What is the full form of REPO Rate ?

REPO Rate - Repurchase Agreement Rate


Repo rate is the rate at which banks can borrow money from RBI, by offering a security of central Government securities. Whenever banks have any shortage of funds they can borrow from the RBI.

        Reserve bank charges some interest rate on the cash borrowed by banks. This interest rate is called ‘repo rate’. A reduction in the Repurchase Agreement Rate helps banks get money at a cheaper rate and vice versa.

Repurchase Agreement Rate - A repurchase understanding (repo) is a sort of momentary getting where a vendor or financial backer offers protections to another party, normally a bank or other monetary establishment, with a consent to repurchase them sometime in the not too distant future. The repurchase understanding rate is the loan cost charged on the assets acquired through the repo.Repo exchanges are regularly involved by monetary foundations for the purpose of getting momentary supporting, frequently short-term or for a couple of days. The repo rate is the rate at which the organization getting the assets consents to reimburse the loan specialist, and is regularly attached to the short-term rate set by the national bank. Repo rates can vacillate in view of economic situations, interest for transient supporting, and the financial soundness of the gatherings involved.

There are two primary kinds of repos: reciprocal and tri-party. In a two-sided repo, the borrower and moneylender settle on the provisions of the exchange straightforwardly. In a tri-party repo, an outsider specialist goes about as a delegate between the two gatherings, guaranteeing that the exchange is settled appropriately and that the insurance is held securely.The repo rate is regularly set in view of a benchmark loan fee, for example, the government finances rate or the London Interbank Offered Rate (LIBOR).
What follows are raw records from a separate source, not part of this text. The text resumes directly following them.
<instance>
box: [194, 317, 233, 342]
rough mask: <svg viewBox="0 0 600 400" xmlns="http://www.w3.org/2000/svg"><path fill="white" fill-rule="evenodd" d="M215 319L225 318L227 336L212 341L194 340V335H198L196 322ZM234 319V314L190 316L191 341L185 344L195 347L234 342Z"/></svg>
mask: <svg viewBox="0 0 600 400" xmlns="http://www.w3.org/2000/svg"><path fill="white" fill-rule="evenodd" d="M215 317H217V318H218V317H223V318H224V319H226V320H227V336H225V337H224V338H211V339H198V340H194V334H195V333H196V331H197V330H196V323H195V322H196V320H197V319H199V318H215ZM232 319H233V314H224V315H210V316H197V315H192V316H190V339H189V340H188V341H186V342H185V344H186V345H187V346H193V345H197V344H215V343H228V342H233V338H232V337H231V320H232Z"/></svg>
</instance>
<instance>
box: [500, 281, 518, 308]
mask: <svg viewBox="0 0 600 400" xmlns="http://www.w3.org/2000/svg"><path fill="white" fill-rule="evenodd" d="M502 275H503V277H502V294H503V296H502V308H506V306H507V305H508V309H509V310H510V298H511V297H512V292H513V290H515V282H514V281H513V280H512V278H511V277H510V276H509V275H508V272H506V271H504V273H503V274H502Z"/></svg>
The benchmark rate is much of the time utilized as a kind of perspective point for other transient getting rates in the monetary business sectors. The repo rate is normally set somewhat over the benchmark rate to mirror the gamble engaged with the transaction.Repo rates can differ in light of various elements, including the reliability of the borrower, the nature of the security being utilized, and the predominant economic situations. For instance, during seasons of monetary pressure or vulnerability, repo rates might increase as loan specialists become more gamble disinclined and request higher paces of return. On the other hand, during times of financial solidness and low loan costs, repo rates might be somewhat low.